Are westerns making a comeback? In the wake of Taylor Sheridan’s wildly successful Yellowstone series and its various spinoffs, more contemporary-made westerns have been turning up on streaming services. Despite its title, Murder at Yellowstone City isn’t affiliated with the Sheridanverse; it’s not even brand-new, as a 2022 release just surfaced on Netflix. But fans of the genre might still be enticed by a new-ish western starring Gabriel Byrne and Thomas Jane. So is this other Yellowstone worth checking out?

The Gist: It’s Sunday morning when two different men march into relatively sleepy Yellowstone City, a would-be gold-rush town that has started to wilt. Dunnigan (Zach McGowan) is crowing about striking gold, boasting that he’s not just rich, but likely to bring an economic boom with his discovery. Former slave and out-of-town visitor Cicero (Isaiah Mustafa, from football and Old Spice ads), meanwhile, keeps quiet. When Dunnigan is later murdered, Sheriff Ambrose (Gabriel Byrne) assumes this mysterious stranger must be responsible, being the only one in town unaware of the tight ship he runs. (He also finds gold among his belongings.) But levelheaded minister Thaddeus Murphy (Thomas Jane) and his wife Alice (Anna Camp) believe Cicero is innocent, and must investigate the matter further to clear the newcomer’s name. Basically, Murder at Yellowstone City is half sheriff-versus-preacher standoff, half murder mystery.

What Will It Remind You Of?: Plenty of westerns made after the genre’s peak in the 1950s qualify as revisionist versions. Murder at Yellowstone City is firmly in the B-movie, straight-down-the-middle tradition of non-classics from that period; the more contemporary equivalent is something like Tombstone (as opposed to something like Unforgiven), though it’s nowhere near as good as Tombstone.

Performance Worth Watching: Gabriel Byrne and Thomas Jane both turn in sturdy performances, but they’re more or less what you’d expect when picturing them in a western. (Sadly if understandably, Byrne’s Irish brogue is missing in action.) But it’s Anna Camp as Jane’s steadfast wife who gets to show off a change of pace for anyone who knows her primarily from the Pitch Perfect series. Tanaya Beatty, as a native woman who runs a horse paddock, could also use more screen time.

Sex and Skin: There is indeed some consorting with women of ill repute, specifically Dunnigan’s dalliances with his mistress Isabel (Aimee Garcia). Also, most of the female supporting characters take baths, though the movie keeps things modest there.

Memorable Dialogue: Not really. A lack of colorfully engaging language is one of the movie’s disappointments.

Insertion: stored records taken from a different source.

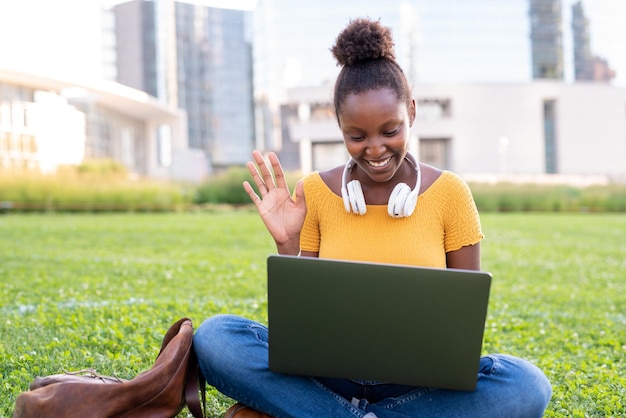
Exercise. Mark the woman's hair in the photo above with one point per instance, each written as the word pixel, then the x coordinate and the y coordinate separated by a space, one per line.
pixel 365 51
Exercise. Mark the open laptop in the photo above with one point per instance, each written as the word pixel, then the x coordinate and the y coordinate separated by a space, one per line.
pixel 399 324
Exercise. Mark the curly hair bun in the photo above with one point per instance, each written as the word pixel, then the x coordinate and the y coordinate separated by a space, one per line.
pixel 363 40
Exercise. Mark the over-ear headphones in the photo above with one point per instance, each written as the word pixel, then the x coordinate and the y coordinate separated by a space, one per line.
pixel 402 200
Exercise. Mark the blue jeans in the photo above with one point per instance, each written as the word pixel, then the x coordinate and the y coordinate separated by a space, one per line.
pixel 233 356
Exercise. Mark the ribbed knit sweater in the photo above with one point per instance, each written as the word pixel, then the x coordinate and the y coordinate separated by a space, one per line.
pixel 445 219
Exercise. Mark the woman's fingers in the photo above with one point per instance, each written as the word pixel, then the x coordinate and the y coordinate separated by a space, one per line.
pixel 278 170
pixel 262 175
pixel 265 179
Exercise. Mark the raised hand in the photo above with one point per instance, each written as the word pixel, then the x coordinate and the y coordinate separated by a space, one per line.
pixel 283 217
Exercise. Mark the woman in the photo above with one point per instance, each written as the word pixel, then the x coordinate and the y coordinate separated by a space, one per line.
pixel 359 212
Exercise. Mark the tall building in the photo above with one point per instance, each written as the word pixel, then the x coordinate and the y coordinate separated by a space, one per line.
pixel 547 39
pixel 198 58
pixel 587 67
pixel 435 41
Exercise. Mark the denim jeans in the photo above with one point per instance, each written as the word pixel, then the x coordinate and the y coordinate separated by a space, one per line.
pixel 233 356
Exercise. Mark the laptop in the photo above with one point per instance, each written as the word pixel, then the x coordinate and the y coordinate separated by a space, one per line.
pixel 380 322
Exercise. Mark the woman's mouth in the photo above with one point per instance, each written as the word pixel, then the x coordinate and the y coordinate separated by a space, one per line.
pixel 378 164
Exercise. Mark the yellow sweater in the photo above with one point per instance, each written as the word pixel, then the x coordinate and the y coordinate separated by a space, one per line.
pixel 445 219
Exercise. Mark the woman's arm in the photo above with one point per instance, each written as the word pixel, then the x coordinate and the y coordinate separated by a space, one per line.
pixel 465 258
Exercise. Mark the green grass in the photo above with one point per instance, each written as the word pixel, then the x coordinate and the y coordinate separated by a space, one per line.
pixel 100 290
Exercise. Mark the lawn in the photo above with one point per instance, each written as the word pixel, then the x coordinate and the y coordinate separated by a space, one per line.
pixel 100 290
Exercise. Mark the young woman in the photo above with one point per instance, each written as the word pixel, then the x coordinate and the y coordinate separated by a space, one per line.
pixel 382 206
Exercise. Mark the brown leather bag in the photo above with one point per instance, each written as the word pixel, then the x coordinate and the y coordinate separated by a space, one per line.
pixel 161 392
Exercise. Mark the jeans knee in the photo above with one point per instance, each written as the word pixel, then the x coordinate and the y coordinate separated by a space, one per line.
pixel 210 341
pixel 532 387
pixel 222 344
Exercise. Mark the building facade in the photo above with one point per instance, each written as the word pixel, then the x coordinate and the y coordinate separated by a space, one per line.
pixel 198 58
pixel 486 129
pixel 47 122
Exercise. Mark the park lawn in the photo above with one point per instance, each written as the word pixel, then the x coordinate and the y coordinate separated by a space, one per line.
pixel 99 291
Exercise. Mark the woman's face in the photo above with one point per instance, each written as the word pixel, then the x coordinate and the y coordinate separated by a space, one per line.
pixel 375 127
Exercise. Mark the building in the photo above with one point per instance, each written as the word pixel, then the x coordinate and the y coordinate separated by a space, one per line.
pixel 546 35
pixel 47 122
pixel 197 58
pixel 488 76
pixel 479 130
pixel 587 67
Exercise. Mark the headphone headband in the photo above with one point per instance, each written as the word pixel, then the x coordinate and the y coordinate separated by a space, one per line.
pixel 402 200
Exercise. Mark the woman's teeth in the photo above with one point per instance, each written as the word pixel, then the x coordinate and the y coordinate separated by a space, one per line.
pixel 379 164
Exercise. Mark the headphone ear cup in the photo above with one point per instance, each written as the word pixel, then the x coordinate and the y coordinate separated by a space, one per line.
pixel 397 199
pixel 410 203
pixel 346 199
pixel 357 200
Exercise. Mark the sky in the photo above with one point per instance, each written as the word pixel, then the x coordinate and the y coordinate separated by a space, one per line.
pixel 40 35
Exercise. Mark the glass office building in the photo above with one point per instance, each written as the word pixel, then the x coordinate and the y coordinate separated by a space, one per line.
pixel 198 58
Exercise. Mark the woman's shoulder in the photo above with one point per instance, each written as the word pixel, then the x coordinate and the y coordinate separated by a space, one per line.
pixel 332 179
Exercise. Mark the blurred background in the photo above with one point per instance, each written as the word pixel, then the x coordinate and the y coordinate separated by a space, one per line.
pixel 515 90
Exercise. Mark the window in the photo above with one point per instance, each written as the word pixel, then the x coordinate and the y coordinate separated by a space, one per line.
pixel 549 132
pixel 434 151
pixel 432 108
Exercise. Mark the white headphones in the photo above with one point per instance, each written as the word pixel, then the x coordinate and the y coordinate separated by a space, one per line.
pixel 402 200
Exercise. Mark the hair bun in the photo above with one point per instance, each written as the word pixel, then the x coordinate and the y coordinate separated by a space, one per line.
pixel 362 40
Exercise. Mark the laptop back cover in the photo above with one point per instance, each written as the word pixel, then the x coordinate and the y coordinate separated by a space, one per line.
pixel 399 324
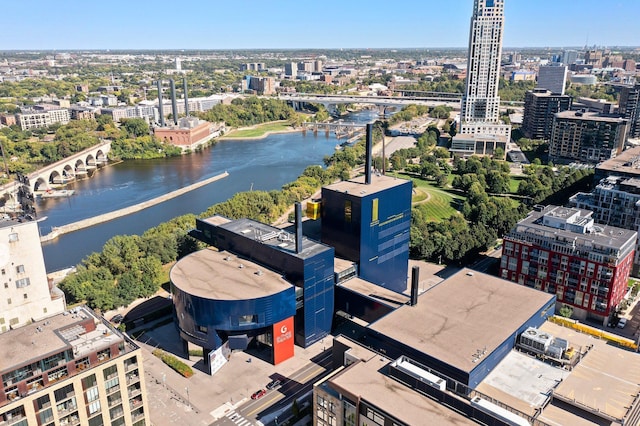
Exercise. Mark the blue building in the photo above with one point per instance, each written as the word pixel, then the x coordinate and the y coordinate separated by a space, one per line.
pixel 307 265
pixel 367 221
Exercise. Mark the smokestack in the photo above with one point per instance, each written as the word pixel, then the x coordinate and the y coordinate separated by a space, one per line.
pixel 415 281
pixel 186 96
pixel 367 162
pixel 174 105
pixel 298 227
pixel 160 106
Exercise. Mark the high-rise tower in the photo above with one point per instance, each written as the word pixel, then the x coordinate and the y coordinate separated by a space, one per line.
pixel 481 103
pixel 481 132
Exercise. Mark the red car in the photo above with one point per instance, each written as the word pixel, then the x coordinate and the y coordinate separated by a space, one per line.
pixel 258 394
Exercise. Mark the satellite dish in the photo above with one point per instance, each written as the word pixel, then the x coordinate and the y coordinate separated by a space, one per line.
pixel 4 254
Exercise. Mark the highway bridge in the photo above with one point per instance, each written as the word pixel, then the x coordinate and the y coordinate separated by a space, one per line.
pixel 385 101
pixel 66 170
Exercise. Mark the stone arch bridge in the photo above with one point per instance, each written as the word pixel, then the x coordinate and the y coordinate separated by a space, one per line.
pixel 68 169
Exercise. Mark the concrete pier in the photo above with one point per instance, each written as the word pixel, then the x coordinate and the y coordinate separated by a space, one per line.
pixel 85 223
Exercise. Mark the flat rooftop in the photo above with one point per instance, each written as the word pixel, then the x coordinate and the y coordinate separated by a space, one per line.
pixel 277 238
pixel 603 235
pixel 453 328
pixel 592 116
pixel 522 382
pixel 381 294
pixel 627 163
pixel 606 380
pixel 358 188
pixel 220 275
pixel 54 335
pixel 369 381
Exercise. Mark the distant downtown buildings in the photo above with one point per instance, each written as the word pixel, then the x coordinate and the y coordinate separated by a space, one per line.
pixel 562 251
pixel 481 132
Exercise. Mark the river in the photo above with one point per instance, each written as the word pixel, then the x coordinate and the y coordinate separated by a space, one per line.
pixel 264 164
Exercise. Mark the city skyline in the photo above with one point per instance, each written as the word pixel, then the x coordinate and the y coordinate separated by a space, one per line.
pixel 243 25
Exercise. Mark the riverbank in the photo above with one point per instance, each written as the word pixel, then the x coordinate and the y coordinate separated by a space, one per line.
pixel 81 224
pixel 259 131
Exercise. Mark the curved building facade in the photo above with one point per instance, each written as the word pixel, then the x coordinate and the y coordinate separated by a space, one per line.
pixel 217 295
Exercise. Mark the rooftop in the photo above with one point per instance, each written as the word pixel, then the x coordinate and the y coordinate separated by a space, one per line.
pixel 79 329
pixel 488 314
pixel 606 380
pixel 225 276
pixel 270 235
pixel 593 116
pixel 602 235
pixel 628 163
pixel 369 381
pixel 358 188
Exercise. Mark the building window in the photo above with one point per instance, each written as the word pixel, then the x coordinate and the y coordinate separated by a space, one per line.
pixel 23 282
pixel 90 381
pixel 374 210
pixel 93 408
pixel 92 394
pixel 110 372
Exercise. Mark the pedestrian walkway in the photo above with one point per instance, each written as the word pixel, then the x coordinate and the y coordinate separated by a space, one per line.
pixel 238 419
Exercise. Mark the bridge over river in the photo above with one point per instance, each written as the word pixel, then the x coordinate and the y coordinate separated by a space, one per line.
pixel 68 169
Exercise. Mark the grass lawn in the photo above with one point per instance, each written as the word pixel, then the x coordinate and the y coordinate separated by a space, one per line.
pixel 514 182
pixel 441 204
pixel 259 130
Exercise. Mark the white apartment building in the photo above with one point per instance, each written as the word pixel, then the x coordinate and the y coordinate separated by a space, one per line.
pixel 24 293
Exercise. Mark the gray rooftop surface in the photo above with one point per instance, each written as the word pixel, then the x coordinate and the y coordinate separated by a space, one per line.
pixel 608 236
pixel 485 317
pixel 607 378
pixel 410 407
pixel 54 335
pixel 275 237
pixel 628 162
pixel 358 188
pixel 373 291
pixel 225 276
pixel 589 116
pixel 522 382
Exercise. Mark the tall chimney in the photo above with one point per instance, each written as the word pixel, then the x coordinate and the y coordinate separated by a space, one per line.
pixel 367 162
pixel 174 105
pixel 415 282
pixel 160 106
pixel 298 226
pixel 186 96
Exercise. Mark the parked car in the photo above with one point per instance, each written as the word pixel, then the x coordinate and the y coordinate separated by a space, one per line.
pixel 273 384
pixel 258 394
pixel 117 319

Our Take: To some degree, you can’t half-ass a western. I mean, you can, and many have, but to make one in the 2020s usually means committing to a certain level of location shooting, costuming, and production design that’s hard to do with shortcuts, CG or otherwise. Murder at Yellowstone City fulfills those minimum requirements; it’s a decent-looking movie with some convincing period dressing, good performances, and a strong mystery hook. But the story shoots itself in both feet. First, it takes way too long to convince Thaddeus and his wife that Cicero must be innocent (a conclusion they reach passively, because another character supplies them the evidence); then, after finally setting up the conflict between Thaddeus and Sheriff Ambrose and putting Thaddeus on the case, it reveals the real killer (to the audience, though not the characters) with another 40-plus minutes to go on the clock. (Granted, maybe there aren’t enough suspects to sustain it for much longer.) This approach leaves the Thaddeus struggling to catch up in a film without a strong lead; it makes the whole thing seem even more like a potential 90-minute B-picture inexplicably drawn out past the two-hour mark. On top of that, the fact that so many of its plot turns involve a masked man killing the movie’s most interesting women makes passages of it feel more like a slasher than an oater. (Also, there are a lot of scenes of people looking sadly at corpses.) Commit to that idea — a slasher in the Old West — and you might have something. But this Murder is neither here nor there; not a powerful morality tale, and not much of an exploitation picture.

Our Call: Western fans could do a lot worse than Murder at Yellowstone City; they could also probably scroll Tubi or Pluto and find some old obscurities that are notably better. Unless you’re a genre hardcore, you’re probably safe to SKIP IT.